Your personal data will be processed by persons authorised and instructed to process the data under the direct authority of the Data Controller (e.g., employees and contractors as persons authorised to process personal data under the direct authority of the Data Controller).

In some cases, your personal data may be communicated to other parties acting on our behalf as data processors to whom we have given special instructions regarding the processing of your data, including companies that provide us with IT support services, cloud services, etc.

Furthermore, your personal data may also be processed by authorities and institutions to which the access to the data is regulated by provisions of law or regulations or other companies in their capacity as autonomous data controllers.

The list of recipients to whom your personal data are communicated can be requested from the Data Controller by writing to privacy@boltongroup.it

For further details please read below

In particular, your data may be communicated or otherwise provided to, exclusively for the purposes specified above, to the following recipients that will process your personal data as data processors or as autonomous data controllers:

• contractors, consultants of the Data Controller;
• companies that provide us with IT support services for our systems;
• companies that provide us with cloud or hosting services;
• authorities and institutions to which the right of access to data is regulated by laws or regulations (e.g., public security authorities and police forces) and other data controllers, public or private, where there is a legal basis, such as a legal obligation

Transfer of personal data abroad

The Data Controller stores personal data on servers located within the European Union. If necessary, it only transfers them outside the European Union if the necessary safeguards are in place.

For further details please read below

The Data Controller stores the data in the European Union, where it has its own servers. If the Data Controller needs to transfer certain data outside the European Union for the location of a supplier, the Data Controller undertakes to ensure adequate levels of protection and safeguards, such as contractual safeguards, in accordance with the applicable laws, including the execution of standard contractual clauses pursuant to Art. 46(2)(c) of the GDPR, possibly supplemented by additional technical, legal and organisational measures necessary to ensure that the level of protection of personal data is equivalent to that of the European Union.
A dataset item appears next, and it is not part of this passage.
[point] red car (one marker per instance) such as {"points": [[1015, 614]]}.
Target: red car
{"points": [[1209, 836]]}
For any further information on the transfer of your personal data, please send an e-mail to the following address: privacy@boltongroup.it.
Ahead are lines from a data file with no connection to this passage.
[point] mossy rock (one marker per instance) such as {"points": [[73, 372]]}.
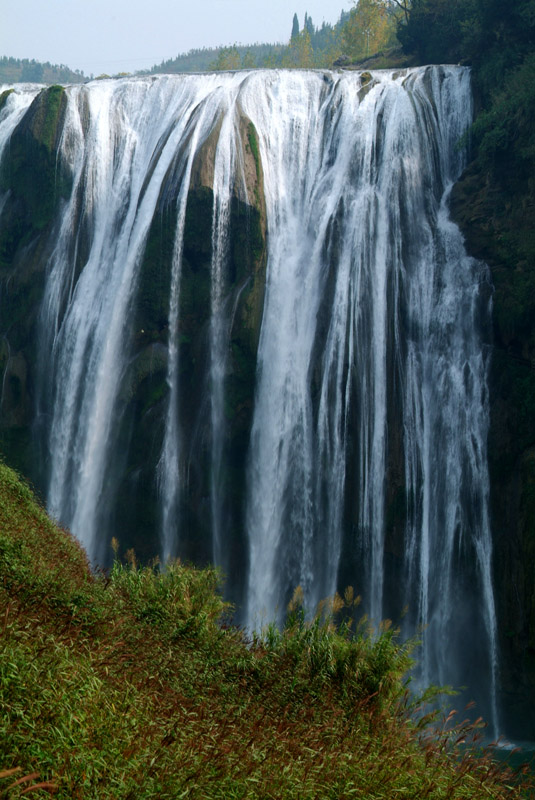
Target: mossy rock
{"points": [[32, 174]]}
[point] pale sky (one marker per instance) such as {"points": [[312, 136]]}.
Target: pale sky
{"points": [[110, 36]]}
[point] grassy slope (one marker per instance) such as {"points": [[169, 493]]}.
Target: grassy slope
{"points": [[127, 686]]}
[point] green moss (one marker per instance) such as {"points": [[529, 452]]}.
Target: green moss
{"points": [[32, 173], [252, 138]]}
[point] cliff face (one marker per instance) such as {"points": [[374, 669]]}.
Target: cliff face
{"points": [[34, 189], [497, 218], [35, 181]]}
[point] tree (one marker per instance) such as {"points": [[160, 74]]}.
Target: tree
{"points": [[228, 58], [295, 28], [368, 28]]}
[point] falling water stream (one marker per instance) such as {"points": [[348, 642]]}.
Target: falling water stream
{"points": [[371, 371]]}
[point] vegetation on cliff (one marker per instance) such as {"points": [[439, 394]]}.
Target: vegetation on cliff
{"points": [[128, 685]]}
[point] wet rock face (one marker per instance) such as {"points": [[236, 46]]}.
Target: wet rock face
{"points": [[35, 182], [498, 227]]}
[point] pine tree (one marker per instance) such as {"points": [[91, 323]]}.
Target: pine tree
{"points": [[295, 28]]}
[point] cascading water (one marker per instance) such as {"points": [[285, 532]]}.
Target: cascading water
{"points": [[366, 458]]}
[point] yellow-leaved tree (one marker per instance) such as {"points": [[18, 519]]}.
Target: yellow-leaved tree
{"points": [[370, 28]]}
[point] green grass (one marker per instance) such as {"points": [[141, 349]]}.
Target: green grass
{"points": [[131, 685]]}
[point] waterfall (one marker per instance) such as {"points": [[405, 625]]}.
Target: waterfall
{"points": [[366, 458]]}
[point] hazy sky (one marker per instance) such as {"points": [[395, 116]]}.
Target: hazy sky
{"points": [[113, 36]]}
Rights of the data subject

In relation to the processing of your personal data, you will always be able to exercise your rights under the GDPR (Articles 15-22), namely:

• obtain confirmation of the processing of personal data (and information on it) and access to their content (right of access);
• update, amend and/or correct personal data (right to rectification);
• request the erasure or restriction of personal data processed in breach of the law, including data the retention of which is not necessary for the purposes for which the data were collected or otherwise processed (right to be forgotten and right to restriction of processing);
• object to the processing at any time where the processing is based on our legitimate interest or in case of marketing (right to object);
• in the cases provided, to receive a copy of the personal data concerning you, rendered in the context of the contract, in electronic format and to request that such data be transmitted to another data controller (right to data portability).

To exercise your rights, you can write to us at the following e-mail address: grouptraining@boltongroup.it

Further rights

If you consider that the processing of your personal data via the Platform infringes the data protection legislation, you always have the right to lodge a complaint with a Supervisory Authority.